I've started a new thread because...well, the title describes it all. I honeslty don't feel like I'm making too much forward progress in many ways.
My experiences of the holidays are here at the end of my last thread.
In part I feel stuck because right now, GAL is still so hard to do. It'll change some in Feb, when I start my graduate program and can shift my busy work schedule some.
I've made some progress (some, not all) in my anger/control issues. I think simply waking up to where I was in my life with those helped a lot.
Another part is W - and my ability/willingness to detach. Seeing her two days a week at work complicates that, for sure. I need those hours at the moment, though - we'll see what Feb brings.
She's also seemingly determined to be friends - to be kind and open to me, at least, which is difficult to say "no" to...to resist. Because I'm a nanometer's breadth away from 100% certain she only wants to be friends. But, how can one claim that you emotionally abused them and hurt them enough to make them want to divorce you, but still want to be friends? What the hell?

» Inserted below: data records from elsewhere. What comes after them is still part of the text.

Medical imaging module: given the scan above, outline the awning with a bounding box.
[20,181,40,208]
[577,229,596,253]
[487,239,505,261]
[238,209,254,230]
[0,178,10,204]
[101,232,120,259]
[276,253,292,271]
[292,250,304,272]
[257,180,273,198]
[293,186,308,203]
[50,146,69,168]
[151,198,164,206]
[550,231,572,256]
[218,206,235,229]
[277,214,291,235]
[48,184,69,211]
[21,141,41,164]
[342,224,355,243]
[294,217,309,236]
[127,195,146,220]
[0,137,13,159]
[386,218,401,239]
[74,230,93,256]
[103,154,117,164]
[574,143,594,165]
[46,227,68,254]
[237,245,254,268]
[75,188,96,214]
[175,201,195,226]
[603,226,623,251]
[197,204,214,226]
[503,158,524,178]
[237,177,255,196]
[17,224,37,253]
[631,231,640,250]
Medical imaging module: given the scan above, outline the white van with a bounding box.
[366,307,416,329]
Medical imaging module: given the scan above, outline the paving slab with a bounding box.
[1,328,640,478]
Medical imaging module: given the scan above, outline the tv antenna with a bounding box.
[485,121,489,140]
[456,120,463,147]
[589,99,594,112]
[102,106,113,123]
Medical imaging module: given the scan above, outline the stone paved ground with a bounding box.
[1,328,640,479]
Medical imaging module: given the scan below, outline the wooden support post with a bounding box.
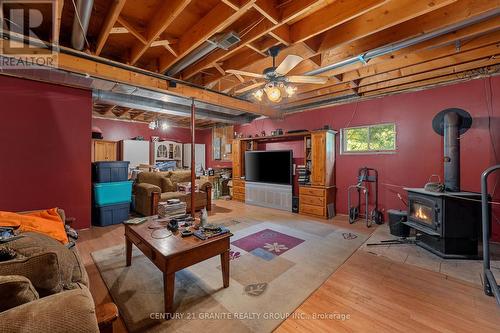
[190,98,196,217]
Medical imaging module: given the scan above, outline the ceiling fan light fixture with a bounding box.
[253,89,264,101]
[265,85,282,103]
[285,85,297,97]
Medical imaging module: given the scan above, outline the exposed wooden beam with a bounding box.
[295,22,500,97]
[362,63,500,97]
[109,27,128,34]
[159,1,256,73]
[359,56,500,93]
[129,0,191,65]
[180,0,325,80]
[290,0,388,43]
[253,0,280,24]
[318,0,457,52]
[268,25,291,46]
[95,0,127,55]
[54,0,64,44]
[28,52,279,117]
[342,31,500,82]
[320,0,500,70]
[246,43,267,56]
[116,16,147,45]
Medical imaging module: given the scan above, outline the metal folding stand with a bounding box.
[482,165,500,306]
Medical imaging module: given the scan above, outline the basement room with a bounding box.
[0,0,499,332]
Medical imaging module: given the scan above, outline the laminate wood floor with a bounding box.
[77,200,500,333]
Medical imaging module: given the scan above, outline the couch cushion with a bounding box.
[0,251,62,297]
[169,170,192,184]
[0,275,39,312]
[5,232,88,287]
[160,177,176,192]
[160,192,187,201]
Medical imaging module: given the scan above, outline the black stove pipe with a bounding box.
[443,112,460,192]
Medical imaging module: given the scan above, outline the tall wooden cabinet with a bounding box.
[300,130,336,219]
[92,140,117,162]
[231,130,336,218]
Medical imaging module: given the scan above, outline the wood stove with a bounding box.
[405,188,482,258]
[403,108,482,258]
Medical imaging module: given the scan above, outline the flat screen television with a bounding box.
[244,150,292,185]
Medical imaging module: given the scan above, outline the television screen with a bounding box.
[244,150,292,185]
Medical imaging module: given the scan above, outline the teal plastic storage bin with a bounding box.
[93,181,133,207]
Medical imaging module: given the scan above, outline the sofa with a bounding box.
[134,170,212,216]
[0,209,114,333]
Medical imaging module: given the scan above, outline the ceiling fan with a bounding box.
[226,46,328,103]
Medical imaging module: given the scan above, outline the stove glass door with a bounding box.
[410,201,434,225]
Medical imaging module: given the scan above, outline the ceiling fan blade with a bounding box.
[226,69,264,79]
[287,75,328,84]
[275,55,303,76]
[235,81,266,94]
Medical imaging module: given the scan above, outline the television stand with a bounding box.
[245,181,292,212]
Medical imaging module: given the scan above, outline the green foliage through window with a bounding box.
[342,123,396,153]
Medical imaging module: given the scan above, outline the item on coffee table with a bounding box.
[158,201,187,218]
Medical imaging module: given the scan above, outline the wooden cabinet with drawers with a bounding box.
[232,179,245,202]
[299,185,336,219]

Whenever I have a small, positive interaction with W is bouys my mood for a good couple hours. Then I dip, or crash.
I feel that in spite of the emotional harm she caused me, I still want her back. But with what I did to her (both the real wrongs and the supposed ones), I don't believe she'd have me.
Which is something else I'm pondering:
When, if ever, is it time to bring up R-talk again? We haven't had an R-talk since mid-October. More than two months since either of us have mentioned _anything_ beyond our tentative "we're treading on eggshells friendship" stuff. Nothing aobut her leaving me, or how things went wrong.

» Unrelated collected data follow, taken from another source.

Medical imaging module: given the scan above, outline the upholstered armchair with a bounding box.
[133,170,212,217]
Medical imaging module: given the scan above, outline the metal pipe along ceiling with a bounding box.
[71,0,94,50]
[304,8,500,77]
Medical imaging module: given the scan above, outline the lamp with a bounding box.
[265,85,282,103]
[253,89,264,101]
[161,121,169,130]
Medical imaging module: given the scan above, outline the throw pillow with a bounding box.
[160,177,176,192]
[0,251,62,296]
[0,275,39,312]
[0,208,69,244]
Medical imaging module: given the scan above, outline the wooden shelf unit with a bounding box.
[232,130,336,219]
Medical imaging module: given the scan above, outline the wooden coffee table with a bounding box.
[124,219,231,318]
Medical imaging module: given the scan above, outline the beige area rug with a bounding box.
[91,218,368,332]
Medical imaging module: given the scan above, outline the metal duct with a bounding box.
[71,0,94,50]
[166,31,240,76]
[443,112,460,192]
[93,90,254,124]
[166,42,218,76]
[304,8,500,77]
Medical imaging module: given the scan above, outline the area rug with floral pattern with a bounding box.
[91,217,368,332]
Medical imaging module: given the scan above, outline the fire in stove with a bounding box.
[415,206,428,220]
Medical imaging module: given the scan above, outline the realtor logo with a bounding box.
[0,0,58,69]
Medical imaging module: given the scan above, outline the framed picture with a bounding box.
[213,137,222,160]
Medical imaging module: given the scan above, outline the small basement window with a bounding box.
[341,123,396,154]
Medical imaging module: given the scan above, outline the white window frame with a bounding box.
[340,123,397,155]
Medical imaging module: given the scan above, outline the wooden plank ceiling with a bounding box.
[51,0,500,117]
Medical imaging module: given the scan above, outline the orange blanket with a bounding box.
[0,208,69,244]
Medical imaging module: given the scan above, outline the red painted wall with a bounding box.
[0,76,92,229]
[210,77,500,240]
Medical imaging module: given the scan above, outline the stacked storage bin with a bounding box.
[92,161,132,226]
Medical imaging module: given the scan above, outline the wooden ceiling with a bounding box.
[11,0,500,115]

She seems more open and receptive to me, now. She called me to say Merry Christmas, and she seemed OK with the idea of seeming a movie together on the premise that we both wanted to see it but had no one else to go with (my proposal).
Oh, and from all quarters (various people inquiring; not on my behalf) it sounds like she doesn't have an interest in B in terms of an R - which I take with heavy, heavy skeptecism, but still weigh in.
So.
I'm trying to detach. I'm trying to make those steps. But this woman was such a key person in my life. A lot of my daily tasks and pleasures remind me of her a tiny bit - and these are things I don't want to give up, because they're a lot of things I enjoy (sci-fi in general, for example). My life got saturated with her at my side.
And now here I am, stuck in neutral, trying to move on but, some days I feel like I'm just spinning my tires.